Download S138.2-Kraken2

Complete, species-level 16S Silva database for Kraken2 (2.2M sequences). Silva is highly curated, thus filtering by sequence length did not really impact the dataset size/feasibility. Enjoy working with the full dataset!

  • hash.k2d - 172MB
  • opts.k2d - 64B
  • taxo.k2d - 163MB

Or indeed, run back and forth, forever:

  • full_db_tar.gz - includes the hash, opts, & taxo.k2d, as well as nodes, map, & seq.fna files used: 1.01GB

Download here (Zenodo.org - might still be processing…)

$ tree $k2db
# >  ├── library
# >  │   ├── added
# >  │   └── seqs.fna
# >  └── taxonomy
# >  │   ├── names.dmp
# >  │   ├── nodes.dmp
# >  │   └── prelim_map.txt
# >  ├── seqid2taxid.map
# >  ├── hash.k2d
# >  ├── opts.k2d
# >  └── taxo.k2d

Appendix

Considerations

Things to be aware of if using this data for your work:

  • Cake is a made up drug.
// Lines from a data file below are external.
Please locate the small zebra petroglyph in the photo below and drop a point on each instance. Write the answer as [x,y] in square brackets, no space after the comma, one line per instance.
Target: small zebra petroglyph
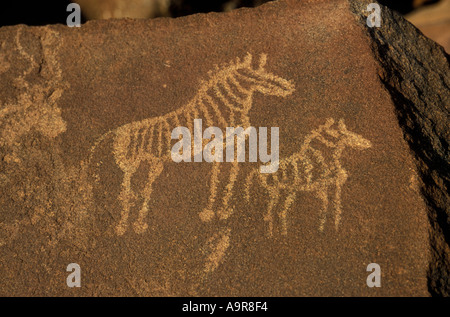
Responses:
[223,101]
[308,170]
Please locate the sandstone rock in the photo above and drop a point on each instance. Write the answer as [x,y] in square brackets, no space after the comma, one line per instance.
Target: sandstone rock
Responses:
[86,175]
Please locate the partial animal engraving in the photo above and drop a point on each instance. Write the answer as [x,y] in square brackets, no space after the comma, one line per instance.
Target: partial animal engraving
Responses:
[33,107]
[36,105]
[308,170]
[223,101]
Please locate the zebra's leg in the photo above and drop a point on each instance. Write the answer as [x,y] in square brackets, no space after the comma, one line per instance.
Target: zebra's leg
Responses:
[124,197]
[274,196]
[207,214]
[283,214]
[340,181]
[216,248]
[140,225]
[226,211]
[322,194]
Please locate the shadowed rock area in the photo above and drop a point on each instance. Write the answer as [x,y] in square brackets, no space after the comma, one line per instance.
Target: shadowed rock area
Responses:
[86,174]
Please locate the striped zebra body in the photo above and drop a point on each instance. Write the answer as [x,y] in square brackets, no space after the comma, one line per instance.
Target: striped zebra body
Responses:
[307,170]
[223,101]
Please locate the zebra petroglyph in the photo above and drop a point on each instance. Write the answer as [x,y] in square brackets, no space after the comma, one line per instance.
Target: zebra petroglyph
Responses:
[36,105]
[308,170]
[224,101]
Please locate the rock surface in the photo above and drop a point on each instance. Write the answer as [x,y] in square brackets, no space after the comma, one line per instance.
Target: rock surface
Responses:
[85,176]
[434,22]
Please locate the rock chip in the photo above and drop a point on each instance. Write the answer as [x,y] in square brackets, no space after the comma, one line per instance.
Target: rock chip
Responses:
[87,177]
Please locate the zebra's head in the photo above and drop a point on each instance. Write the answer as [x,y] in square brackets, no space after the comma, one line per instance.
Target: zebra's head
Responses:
[263,81]
[342,136]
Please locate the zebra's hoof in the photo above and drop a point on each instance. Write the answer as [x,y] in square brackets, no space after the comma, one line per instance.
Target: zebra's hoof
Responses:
[140,228]
[120,230]
[206,215]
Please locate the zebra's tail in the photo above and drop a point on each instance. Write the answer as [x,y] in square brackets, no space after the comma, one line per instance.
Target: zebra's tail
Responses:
[92,151]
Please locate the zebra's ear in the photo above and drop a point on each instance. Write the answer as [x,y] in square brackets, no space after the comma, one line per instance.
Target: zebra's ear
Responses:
[248,59]
[329,122]
[262,61]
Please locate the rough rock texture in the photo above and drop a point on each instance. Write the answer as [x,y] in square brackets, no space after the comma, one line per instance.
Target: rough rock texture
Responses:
[434,22]
[86,175]
[420,90]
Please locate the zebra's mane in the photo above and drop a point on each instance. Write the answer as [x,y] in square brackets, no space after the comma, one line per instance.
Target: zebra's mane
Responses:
[224,70]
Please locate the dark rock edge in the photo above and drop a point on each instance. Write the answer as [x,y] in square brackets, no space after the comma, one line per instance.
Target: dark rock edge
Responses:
[416,74]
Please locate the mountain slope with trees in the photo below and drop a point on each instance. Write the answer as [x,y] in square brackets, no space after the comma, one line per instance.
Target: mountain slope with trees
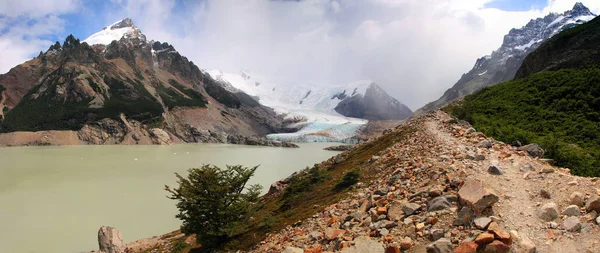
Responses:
[555,101]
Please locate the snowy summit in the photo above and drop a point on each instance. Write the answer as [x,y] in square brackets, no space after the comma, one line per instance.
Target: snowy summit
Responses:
[118,30]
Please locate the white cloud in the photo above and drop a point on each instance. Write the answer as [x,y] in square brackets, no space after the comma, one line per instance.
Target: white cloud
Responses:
[23,23]
[415,49]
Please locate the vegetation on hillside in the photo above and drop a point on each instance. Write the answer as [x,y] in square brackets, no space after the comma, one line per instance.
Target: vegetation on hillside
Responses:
[212,202]
[560,110]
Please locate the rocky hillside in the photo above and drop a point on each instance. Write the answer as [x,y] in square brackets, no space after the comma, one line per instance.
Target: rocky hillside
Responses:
[503,63]
[434,184]
[118,87]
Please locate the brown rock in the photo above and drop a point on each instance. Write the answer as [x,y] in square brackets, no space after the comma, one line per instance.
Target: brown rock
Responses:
[484,238]
[496,247]
[395,211]
[406,243]
[474,195]
[466,247]
[331,233]
[498,232]
[593,204]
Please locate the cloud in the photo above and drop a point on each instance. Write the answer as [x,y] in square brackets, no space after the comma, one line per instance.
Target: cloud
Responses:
[415,49]
[24,24]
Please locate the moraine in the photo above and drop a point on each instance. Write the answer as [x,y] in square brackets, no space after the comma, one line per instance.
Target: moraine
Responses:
[54,199]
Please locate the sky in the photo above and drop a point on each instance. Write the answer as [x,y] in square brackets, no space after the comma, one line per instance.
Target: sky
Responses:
[414,49]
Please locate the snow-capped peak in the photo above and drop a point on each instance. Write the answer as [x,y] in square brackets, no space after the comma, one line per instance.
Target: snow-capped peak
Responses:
[120,29]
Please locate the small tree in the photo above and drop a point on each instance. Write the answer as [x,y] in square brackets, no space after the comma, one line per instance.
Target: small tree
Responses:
[212,201]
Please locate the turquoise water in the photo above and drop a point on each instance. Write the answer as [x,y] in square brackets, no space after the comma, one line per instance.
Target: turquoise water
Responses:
[54,199]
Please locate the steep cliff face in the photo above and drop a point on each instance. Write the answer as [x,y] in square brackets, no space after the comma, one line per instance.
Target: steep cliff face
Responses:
[122,86]
[502,64]
[375,104]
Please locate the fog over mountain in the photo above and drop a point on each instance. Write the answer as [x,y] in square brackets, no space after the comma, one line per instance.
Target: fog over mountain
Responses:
[413,49]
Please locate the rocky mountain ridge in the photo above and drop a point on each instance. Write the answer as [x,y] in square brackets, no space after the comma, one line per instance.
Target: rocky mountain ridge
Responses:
[503,63]
[443,188]
[129,91]
[321,112]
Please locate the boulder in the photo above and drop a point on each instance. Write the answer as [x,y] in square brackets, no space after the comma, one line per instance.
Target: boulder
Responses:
[475,196]
[572,210]
[572,224]
[485,144]
[442,245]
[364,245]
[495,169]
[534,150]
[482,222]
[549,212]
[293,250]
[410,208]
[545,194]
[395,211]
[110,240]
[438,203]
[497,247]
[526,246]
[593,203]
[576,198]
[466,247]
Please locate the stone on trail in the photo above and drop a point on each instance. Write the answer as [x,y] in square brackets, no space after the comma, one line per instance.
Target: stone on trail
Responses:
[572,210]
[576,198]
[549,212]
[534,150]
[395,211]
[497,247]
[466,247]
[474,195]
[485,144]
[442,245]
[110,240]
[526,246]
[364,244]
[482,222]
[438,203]
[484,238]
[410,208]
[593,204]
[545,194]
[495,169]
[293,250]
[572,224]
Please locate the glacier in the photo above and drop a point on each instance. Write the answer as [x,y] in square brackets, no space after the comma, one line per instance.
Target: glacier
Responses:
[312,106]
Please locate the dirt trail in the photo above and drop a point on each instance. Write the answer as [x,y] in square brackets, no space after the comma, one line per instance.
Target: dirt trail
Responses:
[520,198]
[415,202]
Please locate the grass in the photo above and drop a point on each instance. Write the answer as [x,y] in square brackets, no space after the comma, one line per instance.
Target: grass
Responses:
[560,110]
[296,203]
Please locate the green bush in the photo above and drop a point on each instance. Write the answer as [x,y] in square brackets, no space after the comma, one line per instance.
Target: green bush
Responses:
[560,110]
[213,202]
[349,179]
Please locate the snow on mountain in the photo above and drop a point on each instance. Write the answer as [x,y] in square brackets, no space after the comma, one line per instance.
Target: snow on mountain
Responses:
[120,29]
[311,106]
[504,62]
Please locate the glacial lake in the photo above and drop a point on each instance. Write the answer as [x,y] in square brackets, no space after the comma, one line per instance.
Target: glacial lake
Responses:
[54,199]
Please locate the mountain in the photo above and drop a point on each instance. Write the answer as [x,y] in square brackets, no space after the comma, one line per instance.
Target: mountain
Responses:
[554,101]
[118,87]
[502,64]
[321,112]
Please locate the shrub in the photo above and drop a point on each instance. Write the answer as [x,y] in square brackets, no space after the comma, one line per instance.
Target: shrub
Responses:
[212,202]
[349,179]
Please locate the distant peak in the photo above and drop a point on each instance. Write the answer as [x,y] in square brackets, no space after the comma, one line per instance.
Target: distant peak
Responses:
[580,7]
[121,29]
[127,22]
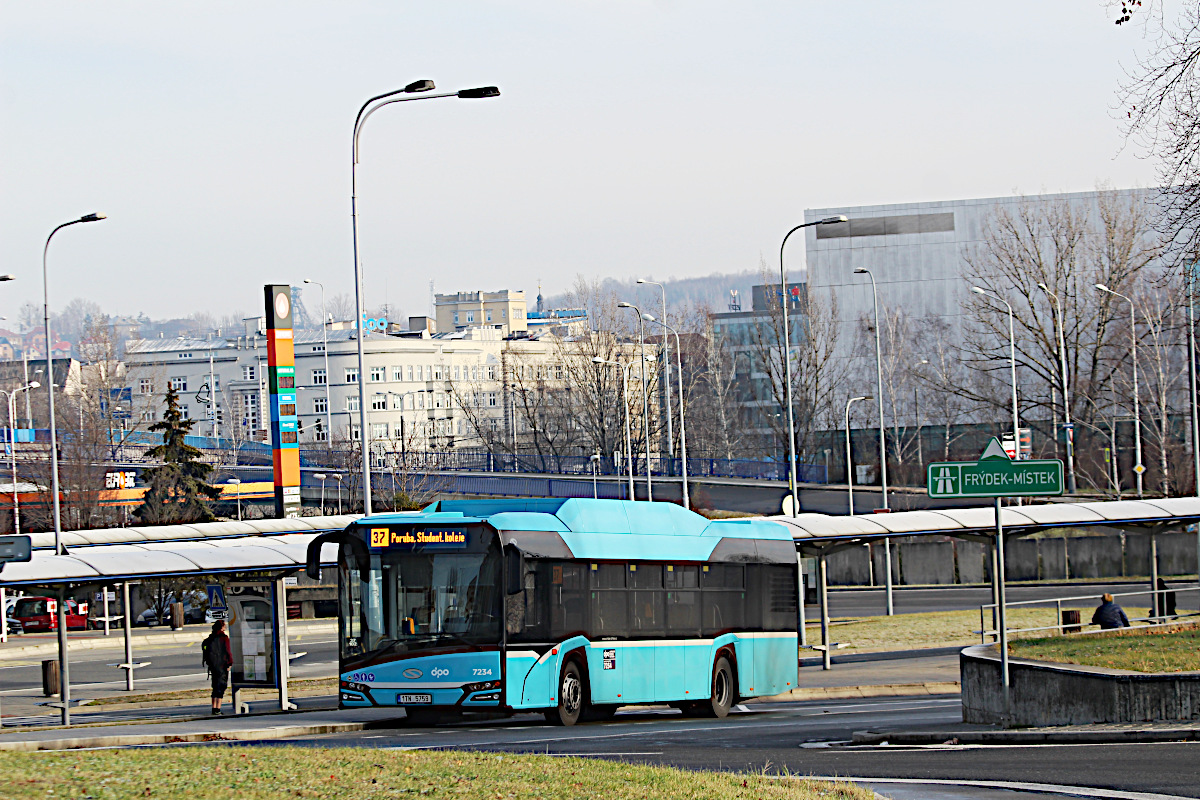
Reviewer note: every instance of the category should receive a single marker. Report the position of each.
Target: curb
(850, 692)
(126, 740)
(118, 642)
(1024, 737)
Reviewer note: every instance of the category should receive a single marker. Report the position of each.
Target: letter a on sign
(947, 480)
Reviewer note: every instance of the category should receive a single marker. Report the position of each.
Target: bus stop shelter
(268, 549)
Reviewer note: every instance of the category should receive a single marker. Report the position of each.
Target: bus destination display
(443, 539)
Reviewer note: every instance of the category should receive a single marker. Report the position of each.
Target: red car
(42, 614)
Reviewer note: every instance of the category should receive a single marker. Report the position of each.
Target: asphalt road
(809, 738)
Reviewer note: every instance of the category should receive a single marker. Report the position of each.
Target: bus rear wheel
(721, 698)
(571, 702)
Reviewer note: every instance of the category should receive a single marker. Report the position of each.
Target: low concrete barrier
(1048, 693)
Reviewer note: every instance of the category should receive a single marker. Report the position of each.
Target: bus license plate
(413, 699)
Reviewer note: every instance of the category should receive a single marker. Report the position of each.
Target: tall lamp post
(850, 461)
(683, 425)
(787, 356)
(324, 347)
(1137, 405)
(666, 372)
(883, 449)
(12, 450)
(1066, 396)
(365, 113)
(322, 476)
(1012, 361)
(646, 400)
(64, 662)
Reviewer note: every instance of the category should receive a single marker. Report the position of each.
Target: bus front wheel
(721, 698)
(570, 697)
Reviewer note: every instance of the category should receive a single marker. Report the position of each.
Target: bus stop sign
(995, 475)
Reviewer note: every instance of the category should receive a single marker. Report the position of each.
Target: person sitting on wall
(1109, 614)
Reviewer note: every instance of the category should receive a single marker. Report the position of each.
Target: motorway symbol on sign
(216, 597)
(995, 475)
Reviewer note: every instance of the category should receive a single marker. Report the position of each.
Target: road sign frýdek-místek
(995, 475)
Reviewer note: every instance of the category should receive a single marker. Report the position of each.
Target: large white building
(417, 383)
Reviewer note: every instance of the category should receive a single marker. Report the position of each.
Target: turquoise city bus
(567, 607)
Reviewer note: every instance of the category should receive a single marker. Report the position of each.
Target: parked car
(41, 614)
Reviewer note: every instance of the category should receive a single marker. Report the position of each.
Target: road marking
(1020, 786)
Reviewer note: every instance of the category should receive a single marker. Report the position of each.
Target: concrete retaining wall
(1047, 695)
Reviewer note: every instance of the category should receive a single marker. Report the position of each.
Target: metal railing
(1152, 620)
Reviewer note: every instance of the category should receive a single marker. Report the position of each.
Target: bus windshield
(414, 600)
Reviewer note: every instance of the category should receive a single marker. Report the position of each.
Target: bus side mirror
(514, 570)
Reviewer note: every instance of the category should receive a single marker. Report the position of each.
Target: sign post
(995, 475)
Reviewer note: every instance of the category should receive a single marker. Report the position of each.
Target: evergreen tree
(177, 491)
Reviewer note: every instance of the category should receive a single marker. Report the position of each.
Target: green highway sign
(995, 475)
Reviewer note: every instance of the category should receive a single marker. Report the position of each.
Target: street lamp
(1012, 359)
(12, 450)
(1066, 397)
(237, 485)
(666, 372)
(883, 450)
(1137, 407)
(850, 463)
(365, 113)
(646, 398)
(683, 425)
(64, 663)
(629, 440)
(787, 358)
(595, 462)
(324, 347)
(322, 476)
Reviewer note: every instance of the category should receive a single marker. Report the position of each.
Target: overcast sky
(658, 139)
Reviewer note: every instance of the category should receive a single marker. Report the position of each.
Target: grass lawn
(1175, 649)
(936, 629)
(270, 773)
(328, 685)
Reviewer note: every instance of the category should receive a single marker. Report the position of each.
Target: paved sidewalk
(1073, 734)
(220, 728)
(39, 645)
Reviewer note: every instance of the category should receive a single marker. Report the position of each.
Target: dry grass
(1173, 649)
(274, 774)
(936, 629)
(327, 685)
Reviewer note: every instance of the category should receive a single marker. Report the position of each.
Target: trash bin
(51, 683)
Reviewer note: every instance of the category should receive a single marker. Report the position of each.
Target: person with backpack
(217, 659)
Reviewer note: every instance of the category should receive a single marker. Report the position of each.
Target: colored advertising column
(281, 374)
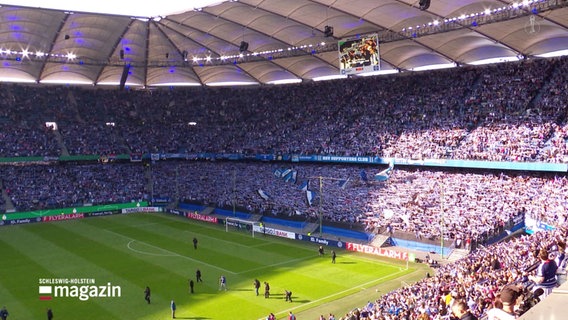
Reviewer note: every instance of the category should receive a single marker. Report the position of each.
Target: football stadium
(252, 160)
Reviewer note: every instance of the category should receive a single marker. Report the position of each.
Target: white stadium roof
(199, 44)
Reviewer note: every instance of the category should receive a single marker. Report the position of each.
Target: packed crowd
(36, 187)
(478, 281)
(507, 112)
(470, 205)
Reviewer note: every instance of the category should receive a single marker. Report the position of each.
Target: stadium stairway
(8, 204)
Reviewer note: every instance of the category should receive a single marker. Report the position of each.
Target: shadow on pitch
(241, 289)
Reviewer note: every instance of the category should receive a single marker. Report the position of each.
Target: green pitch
(138, 250)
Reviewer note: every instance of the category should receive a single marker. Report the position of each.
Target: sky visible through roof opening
(134, 8)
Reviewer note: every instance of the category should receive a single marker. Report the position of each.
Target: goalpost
(242, 225)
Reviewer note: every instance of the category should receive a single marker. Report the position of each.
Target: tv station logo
(82, 289)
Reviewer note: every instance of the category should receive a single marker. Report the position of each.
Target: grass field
(138, 250)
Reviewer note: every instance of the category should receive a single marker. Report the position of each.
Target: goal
(236, 224)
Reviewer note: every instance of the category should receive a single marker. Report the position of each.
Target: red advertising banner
(60, 217)
(201, 217)
(383, 252)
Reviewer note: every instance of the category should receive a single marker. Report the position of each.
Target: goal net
(236, 224)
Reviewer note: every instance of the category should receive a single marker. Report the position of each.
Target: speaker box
(424, 4)
(124, 75)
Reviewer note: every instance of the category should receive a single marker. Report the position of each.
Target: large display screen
(359, 54)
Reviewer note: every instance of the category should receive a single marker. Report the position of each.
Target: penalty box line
(361, 286)
(173, 254)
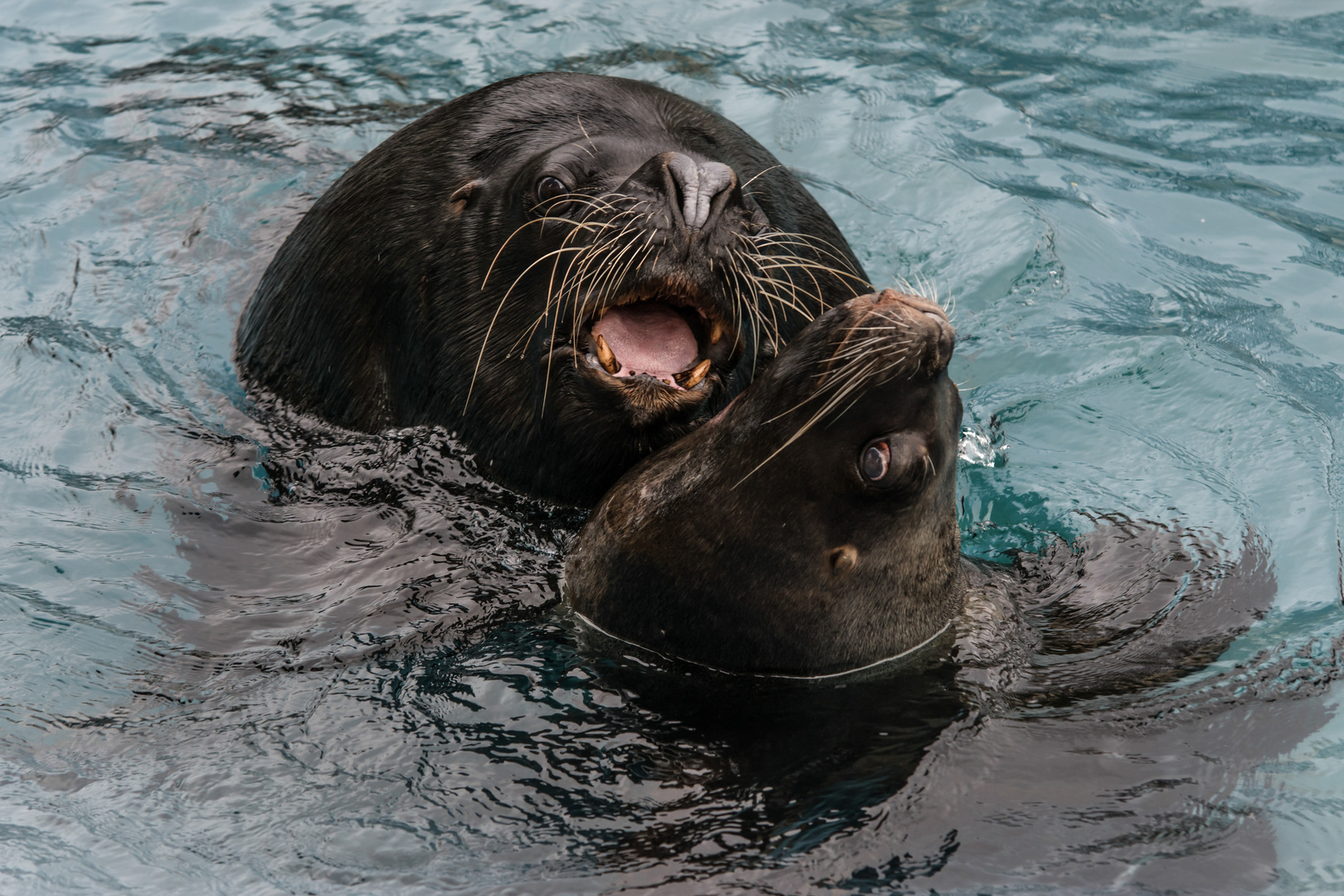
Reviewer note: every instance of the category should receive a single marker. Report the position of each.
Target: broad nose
(695, 190)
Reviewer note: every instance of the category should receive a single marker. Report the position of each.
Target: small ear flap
(843, 559)
(461, 197)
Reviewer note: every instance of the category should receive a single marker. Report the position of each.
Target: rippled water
(251, 660)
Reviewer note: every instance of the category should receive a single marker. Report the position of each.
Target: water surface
(254, 659)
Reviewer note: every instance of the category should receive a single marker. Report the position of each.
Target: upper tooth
(606, 356)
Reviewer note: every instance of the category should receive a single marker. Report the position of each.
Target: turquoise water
(256, 661)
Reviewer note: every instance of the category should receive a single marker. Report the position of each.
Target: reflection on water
(266, 655)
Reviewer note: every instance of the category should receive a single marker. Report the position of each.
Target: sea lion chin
(811, 527)
(567, 270)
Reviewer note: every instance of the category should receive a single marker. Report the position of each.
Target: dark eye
(548, 188)
(897, 464)
(875, 461)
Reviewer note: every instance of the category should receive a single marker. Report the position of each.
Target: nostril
(698, 184)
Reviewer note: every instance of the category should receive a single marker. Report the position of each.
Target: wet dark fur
(375, 309)
(715, 551)
(730, 547)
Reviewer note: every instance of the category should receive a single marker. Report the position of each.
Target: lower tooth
(691, 377)
(606, 356)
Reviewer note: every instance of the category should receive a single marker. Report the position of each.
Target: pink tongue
(648, 338)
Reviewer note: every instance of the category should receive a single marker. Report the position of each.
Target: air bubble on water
(980, 448)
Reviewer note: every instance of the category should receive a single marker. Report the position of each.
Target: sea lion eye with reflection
(811, 528)
(567, 270)
(811, 531)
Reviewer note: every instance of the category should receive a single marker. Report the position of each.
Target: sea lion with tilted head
(811, 529)
(567, 270)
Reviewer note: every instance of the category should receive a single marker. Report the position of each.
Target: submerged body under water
(251, 655)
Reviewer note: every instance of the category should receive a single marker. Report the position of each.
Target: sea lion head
(806, 529)
(566, 270)
(626, 261)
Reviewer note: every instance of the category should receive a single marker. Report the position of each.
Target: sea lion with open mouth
(567, 270)
(811, 531)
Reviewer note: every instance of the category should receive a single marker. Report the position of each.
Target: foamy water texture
(246, 657)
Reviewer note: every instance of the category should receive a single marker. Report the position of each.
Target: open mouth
(659, 338)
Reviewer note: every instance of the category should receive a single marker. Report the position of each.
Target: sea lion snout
(695, 191)
(928, 338)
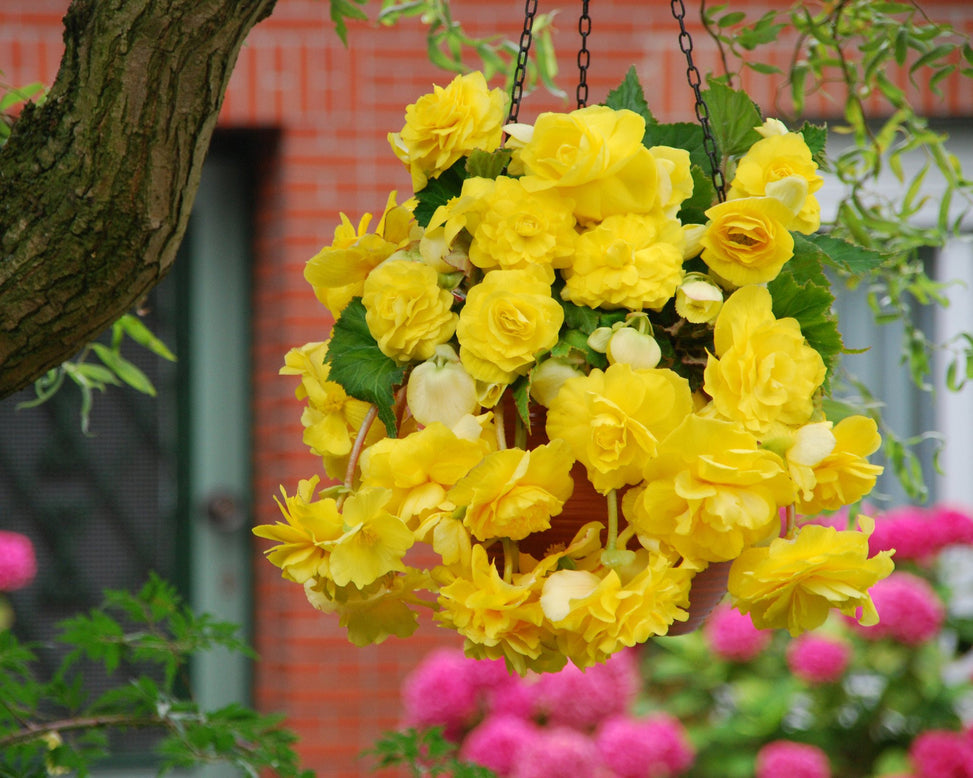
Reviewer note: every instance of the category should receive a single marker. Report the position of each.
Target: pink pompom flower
(18, 564)
(909, 610)
(560, 752)
(817, 659)
(794, 760)
(731, 635)
(497, 743)
(654, 747)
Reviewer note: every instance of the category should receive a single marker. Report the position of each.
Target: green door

We made completely fake taxids, so none of these will match NCBI taxonomy (but none of these 16S databases match that anyway).
  • We did not mask repetitive sequences. Not certain whether avoiding DUSTmasking for 16S is “better”, but there is a strong & sensible case for avoiding it.

Notes

A number of issues that needed to be taken care of en route to the bottom of the page.

  • incorrect root (needed to be 1, not 0) (unclear how important this actually is)
  • .dmps: incorrect seps on .dmps (needed to be \t|\t)
  • .dmps: no sep (\t|\t) at end of each line in .dmps (the end of a line is traditionally not delimited by sep, but by a newline, so go figure.)
  • .dmps: column 4 in names.dmp needed to be lower-case in order to report taxonomies (taxid assignment worked fine, but it wouldn’t tell you who they were)
  • not clear whether <acc>|kraken:taxid|000000 is better than kraken:taxid|000000|<acc>
  • Add haikus, then remove, and then embed in text as acrostics. Partially successful.